La pressione degli pneumatici incide direttamente su consumi, usura e capacità di frenata. Secondo indicazioni riportate da associazioni di consumatori, una perdita di circa 0,2 bar rispetto al valore ottimale può aumentare i consumi di carburante di circa 1–2%, perché la gomma più schiacciata aumenta la resistenza al rotolamento e richiede più energia per avanzare. Un controllo periodico della pressione, quindi, non è solo una questione di sicurezza ma anche di efficienza: mantenere i valori corretti aiuta a contenere la spesa di carburante, come ricordato anche da iniziative dedicate ai consigli “green” per l’uso dell’auto, ad esempio quelle di Altroconsumo.

Dal punto di vista della dinamica del veicolo, l’ADAC sottolinea che già con una riduzione di mezzo bar rispetto al valore corretto cambiano sensibilmente le caratteristiche di guida: aumentano lo spazio di frenata, peggiora la tenuta in curva e cresce il rischio di scoppio alle alte velocità, proprio perché la carcassa lavora in condizioni di maggiore deformazione e riscaldamento. In parallelo, un minderdruck dell’ordine del 20% può ridurre la durata del battistrada di circa il 15–30%, con un’usura accelerata e irregolare che costringe a sostituire le gomme prima del tempo, come evidenziato in analisi dedicate al ruolo del corretto reifendruck.

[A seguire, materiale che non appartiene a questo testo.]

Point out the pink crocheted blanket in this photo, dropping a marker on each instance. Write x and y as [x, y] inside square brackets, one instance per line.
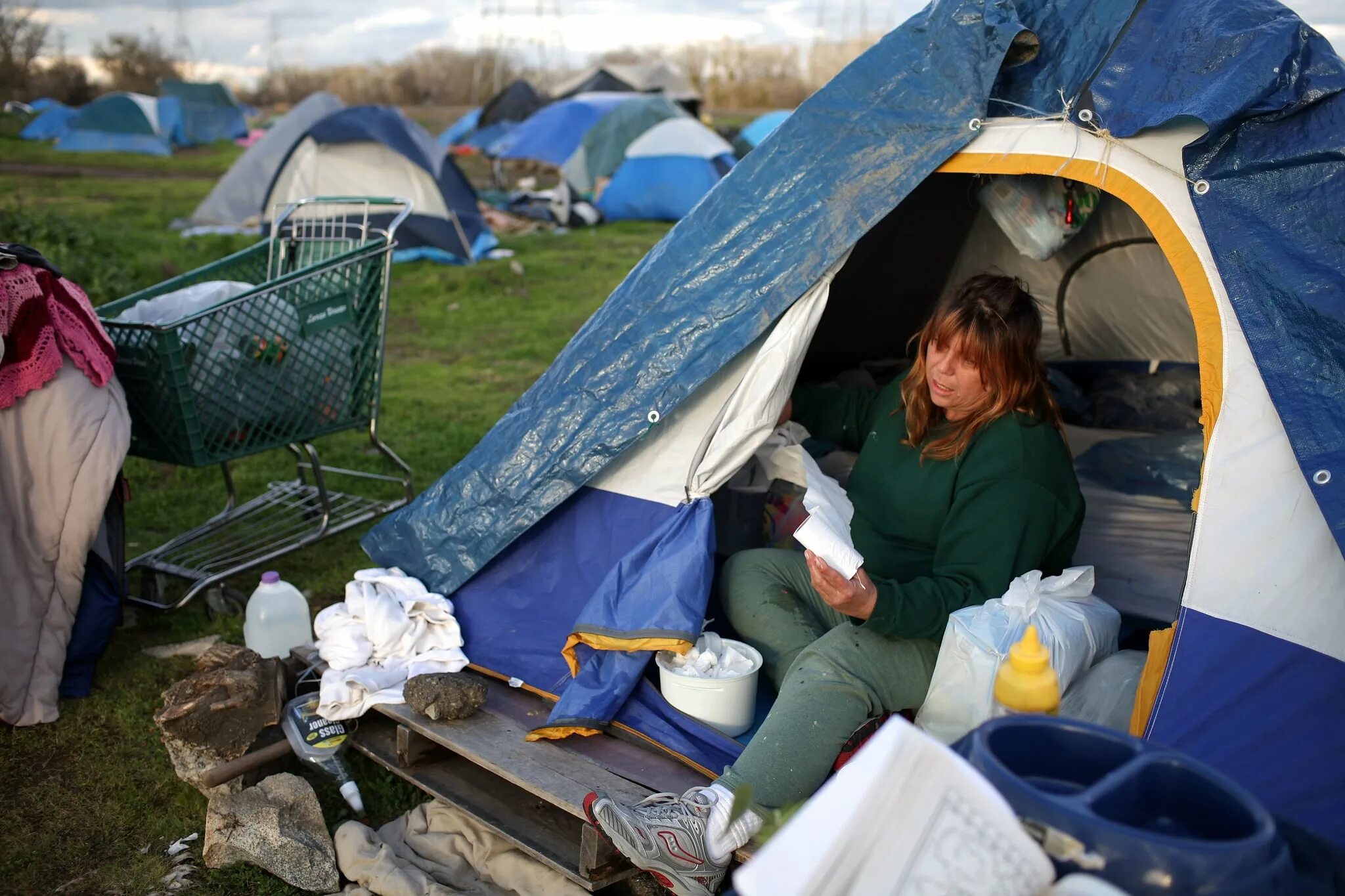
[43, 320]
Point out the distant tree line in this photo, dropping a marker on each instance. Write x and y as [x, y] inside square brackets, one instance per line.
[730, 74]
[34, 62]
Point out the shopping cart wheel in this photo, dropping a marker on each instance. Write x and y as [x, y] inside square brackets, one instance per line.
[223, 602]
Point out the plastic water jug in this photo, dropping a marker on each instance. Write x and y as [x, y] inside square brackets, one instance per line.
[277, 618]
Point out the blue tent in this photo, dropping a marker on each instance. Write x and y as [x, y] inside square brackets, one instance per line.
[666, 171]
[377, 151]
[554, 132]
[51, 123]
[576, 535]
[209, 110]
[125, 123]
[455, 133]
[761, 128]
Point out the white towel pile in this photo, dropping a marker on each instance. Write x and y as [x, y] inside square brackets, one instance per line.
[389, 629]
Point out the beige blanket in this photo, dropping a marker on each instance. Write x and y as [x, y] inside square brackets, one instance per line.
[439, 851]
[61, 448]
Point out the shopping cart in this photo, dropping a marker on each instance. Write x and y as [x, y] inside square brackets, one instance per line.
[295, 358]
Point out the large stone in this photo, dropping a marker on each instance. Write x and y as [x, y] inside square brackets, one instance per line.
[227, 703]
[445, 695]
[276, 825]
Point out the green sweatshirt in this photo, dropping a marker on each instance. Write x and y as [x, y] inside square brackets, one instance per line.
[942, 535]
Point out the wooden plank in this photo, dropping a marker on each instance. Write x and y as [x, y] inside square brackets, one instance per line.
[540, 829]
[413, 748]
[640, 763]
[496, 743]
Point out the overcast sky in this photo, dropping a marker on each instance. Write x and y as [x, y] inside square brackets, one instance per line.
[234, 37]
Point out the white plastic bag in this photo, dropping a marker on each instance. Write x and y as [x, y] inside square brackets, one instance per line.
[1076, 626]
[1039, 214]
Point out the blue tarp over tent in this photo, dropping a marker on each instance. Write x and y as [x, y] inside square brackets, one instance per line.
[1271, 93]
[125, 123]
[426, 234]
[454, 135]
[554, 132]
[50, 124]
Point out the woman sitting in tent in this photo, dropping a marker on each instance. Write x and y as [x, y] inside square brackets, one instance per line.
[963, 481]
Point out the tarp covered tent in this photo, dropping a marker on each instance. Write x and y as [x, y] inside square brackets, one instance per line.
[237, 198]
[377, 151]
[666, 171]
[759, 129]
[516, 102]
[50, 123]
[456, 132]
[639, 77]
[125, 123]
[604, 146]
[209, 110]
[557, 131]
[575, 536]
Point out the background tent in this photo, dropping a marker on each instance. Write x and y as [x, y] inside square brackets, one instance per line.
[125, 123]
[557, 131]
[759, 129]
[377, 151]
[666, 172]
[237, 198]
[209, 110]
[604, 146]
[645, 77]
[575, 536]
[50, 124]
[456, 132]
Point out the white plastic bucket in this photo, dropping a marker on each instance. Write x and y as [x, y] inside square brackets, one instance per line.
[728, 704]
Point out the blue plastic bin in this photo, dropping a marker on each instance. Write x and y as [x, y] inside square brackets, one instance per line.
[1162, 822]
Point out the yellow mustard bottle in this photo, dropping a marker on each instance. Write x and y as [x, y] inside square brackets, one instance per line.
[1025, 681]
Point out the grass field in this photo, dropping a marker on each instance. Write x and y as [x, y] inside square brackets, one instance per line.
[85, 794]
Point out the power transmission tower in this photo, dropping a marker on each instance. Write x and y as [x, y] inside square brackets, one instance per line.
[181, 43]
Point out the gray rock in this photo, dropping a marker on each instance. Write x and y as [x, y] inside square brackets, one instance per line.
[445, 695]
[276, 825]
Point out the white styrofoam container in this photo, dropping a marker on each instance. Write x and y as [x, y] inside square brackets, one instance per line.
[726, 704]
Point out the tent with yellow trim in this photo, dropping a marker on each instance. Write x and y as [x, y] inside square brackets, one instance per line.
[579, 535]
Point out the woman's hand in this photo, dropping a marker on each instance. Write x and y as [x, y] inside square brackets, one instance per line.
[852, 597]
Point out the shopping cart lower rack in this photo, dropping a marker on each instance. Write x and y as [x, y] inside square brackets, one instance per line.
[294, 354]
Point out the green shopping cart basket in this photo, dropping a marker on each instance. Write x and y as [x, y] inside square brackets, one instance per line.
[291, 354]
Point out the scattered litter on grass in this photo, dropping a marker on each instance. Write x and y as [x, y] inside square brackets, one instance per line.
[179, 845]
[192, 648]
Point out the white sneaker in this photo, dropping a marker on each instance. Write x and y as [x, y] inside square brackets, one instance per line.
[665, 836]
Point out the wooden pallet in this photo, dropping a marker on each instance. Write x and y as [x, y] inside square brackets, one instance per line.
[531, 794]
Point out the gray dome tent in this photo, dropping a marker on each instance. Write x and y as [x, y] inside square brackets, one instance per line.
[240, 194]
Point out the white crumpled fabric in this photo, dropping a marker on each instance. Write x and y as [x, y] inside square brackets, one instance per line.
[711, 658]
[386, 630]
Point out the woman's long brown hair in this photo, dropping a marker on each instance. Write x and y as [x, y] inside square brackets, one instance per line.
[998, 328]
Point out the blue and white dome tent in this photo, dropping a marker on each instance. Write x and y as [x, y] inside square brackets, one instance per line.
[238, 196]
[377, 151]
[554, 132]
[125, 123]
[666, 172]
[577, 535]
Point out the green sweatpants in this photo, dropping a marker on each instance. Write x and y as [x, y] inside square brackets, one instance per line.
[831, 675]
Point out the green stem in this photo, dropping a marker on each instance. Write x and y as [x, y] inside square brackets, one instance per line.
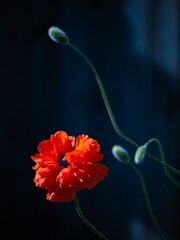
[173, 180]
[148, 202]
[110, 113]
[86, 222]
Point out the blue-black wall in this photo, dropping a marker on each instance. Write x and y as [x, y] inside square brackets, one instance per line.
[134, 46]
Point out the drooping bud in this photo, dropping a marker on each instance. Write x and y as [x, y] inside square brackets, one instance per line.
[58, 35]
[120, 154]
[140, 154]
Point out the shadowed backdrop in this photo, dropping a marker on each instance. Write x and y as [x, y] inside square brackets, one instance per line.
[46, 87]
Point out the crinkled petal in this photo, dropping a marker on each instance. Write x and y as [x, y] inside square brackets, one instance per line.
[56, 194]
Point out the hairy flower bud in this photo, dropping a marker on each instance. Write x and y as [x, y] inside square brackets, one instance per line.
[140, 154]
[120, 154]
[58, 35]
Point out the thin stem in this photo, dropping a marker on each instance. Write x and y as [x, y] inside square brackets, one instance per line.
[147, 199]
[110, 113]
[87, 223]
[173, 180]
[104, 96]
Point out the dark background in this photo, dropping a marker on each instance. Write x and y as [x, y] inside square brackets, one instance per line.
[134, 45]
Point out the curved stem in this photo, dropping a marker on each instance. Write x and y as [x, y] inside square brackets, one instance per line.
[110, 113]
[86, 222]
[148, 202]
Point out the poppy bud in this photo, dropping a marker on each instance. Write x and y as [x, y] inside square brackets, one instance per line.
[140, 154]
[58, 35]
[120, 154]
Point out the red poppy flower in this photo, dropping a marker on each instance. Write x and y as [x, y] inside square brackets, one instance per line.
[65, 166]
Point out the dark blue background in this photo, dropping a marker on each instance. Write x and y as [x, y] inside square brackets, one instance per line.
[45, 88]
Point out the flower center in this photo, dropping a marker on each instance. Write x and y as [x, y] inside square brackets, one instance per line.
[63, 162]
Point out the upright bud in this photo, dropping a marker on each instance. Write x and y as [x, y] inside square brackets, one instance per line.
[140, 154]
[58, 35]
[120, 154]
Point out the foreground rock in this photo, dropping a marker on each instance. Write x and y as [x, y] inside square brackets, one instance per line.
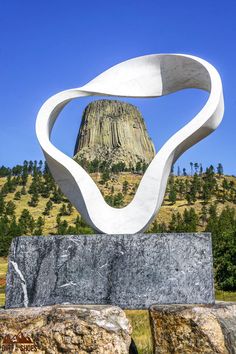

Un altro aspetto spesso sottovalutato riguarda i sistemi di monitoraggio pressione (TPMS). Il database ufficiale dei quiz revisione del Ministero delle Infrastrutture e dei Trasporti ricorda che il sistema automatico di rilevamento della pressione di gonfiaggio dei pneumatici aumenta la sicurezza dei veicoli che ne sono dotati, perché avvisa il conducente in caso di cali significativi. Tuttavia, come sottolineato anche da approfondimenti dedicati ai sistemi TPMS, questi dispositivi non sostituiscono la verifica periodica con strumenti adeguati: possono non segnalare piccole deviazioni rispetto al valore ottimale, che però incidono già su consumi e usura, e richiedono comunque un controllo manuale per riportare la pressione ai valori raccomandati.

Per rendersi conto concretamente dell’impatto della pressione sulla frenata, si può immaginare una situazione di emergenza in autostrada con l’auto carica di famiglia e bagagli. Se gli pneumatici sono sottogonfiati, la spalla si deforma di più, il battistrada non appoggia in modo uniforme e l’ABS deve lavorare di più per gestire l’aderenza ridotta, allungando la distanza necessaria per fermarsi. Al contrario, una sovrapressione marcata riduce l’impronta a terra, soprattutto al centro del battistrada, e può portare a perdite di aderenza improvvise su asfalto bagnato o sconnesso. Verificare regolarmente la pressione con un manometro affidabile, a gomme fredde e con valori adeguati al carico, è quindi un gesto semplice che ha effetti diretti e misurabili su sicurezza, costi di esercizio e durata degli pneumatici.